Par souci d’intégrité, autant vous dire tout de suite que de ce site de déchets nucléaires à Chalk River, je n’en veux pas et je ne suis pas la seule. On pourrait se demander qui voudrait d’un site nucléaire chez soi. On pourrait se dire que, le site de Chalk River existant déjà, il n’y a pas de quoi en faire tout un plat. Si l’on veut nettoyer la planète, n’est-ce pas tout à notre honneur que de vouloir assumer nos déchets chez nous d’autant plus si ceux-ci sont radioactifs?
Au regard du passé, je ne suis pas sûre. Le 10 juillet 2021, Mélissa Guillemette publiait, dans Québec Science, un article sur « Les accidents nucléaires oubliés de Chalk River ». Y aurait-il des leçons à tirer du passé? Le 15 décembre 1952, une confusion entre deux des boutons (sur quatre) de la salle de contrôle entraîne le premier accident de Chalk River pour un réacteur, le NRX, qui vient à peine d’entrer en fonction (1947).
L’accident dure 62 secondes et la catastrophe nucléaire nationale est évitée. Mais le réacteur n’est plus étanche. La calandre, contaminée, est enterrée dans un endroit sablonneux, les chauffeurs de camion se relayant pour éviter une surexposition à la radioactivité. L’eau contaminée est drainée dans une zone sablonneuse où l’on prévoit qu’elle se décontamine. Sur une échelle de gravité allant de 1 à 7, cet accident est de niveau 5. À cette époque, Énergie atomique du Canada Limitée – une société d’état – juge opportun de se doter des services d’un professionnel en relations publiques. Quatorze mois plus tard, le réacteur reprend du service jusqu’en 1993.
À côté du NRX, le NRU, un deuxième réacteur, connaît aussi des ratés. En 1958, un an après son installation, survient un problème majeur forçant son arrêt.

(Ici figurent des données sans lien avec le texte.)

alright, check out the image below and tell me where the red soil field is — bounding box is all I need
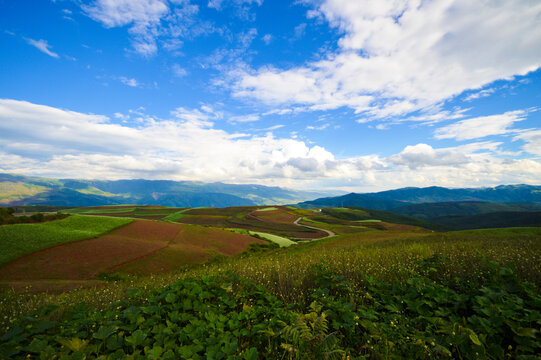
[0,220,265,280]
[250,209,298,224]
[116,225,265,275]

La salle du réacteur et d’autres parties du bâtiment sont contaminées. Le réacteur ferme pour 6 mois, puis reprend du service jusqu’en 2018. En 2021, les membres de l’équipe qui s’étaient portés volontaires pour nettoyer les lieux gagnaient leur procès. Si on ne reconnaît pas les dommages occasionnés sur leur santé, au moins on admet la valeur de leur travail; ça soigne l’image et ça coûte bien moins cher.
Aujourd’hui, les audiences publiques tenues par la Commission canadienne de sûreté nucléaire devraient nous rassurer. Pourtant, selon Gilles Provost, un ancien journaliste scientifique au Devoir et à l’émission « Découverte » de Radio-Canada, celle-ci défend davantage les intérêts de l’industrie nucléaire que ceux des citoyens. Moi, je me demande simplement ce que le prochain accident nucléaire nous réserve en termes de surprises et de jeux de relations publiques alors que des gens sont morts de ne pas avoir été assez informés et que d’autres se baignent avec insouciance dans la rivière des Outaouais.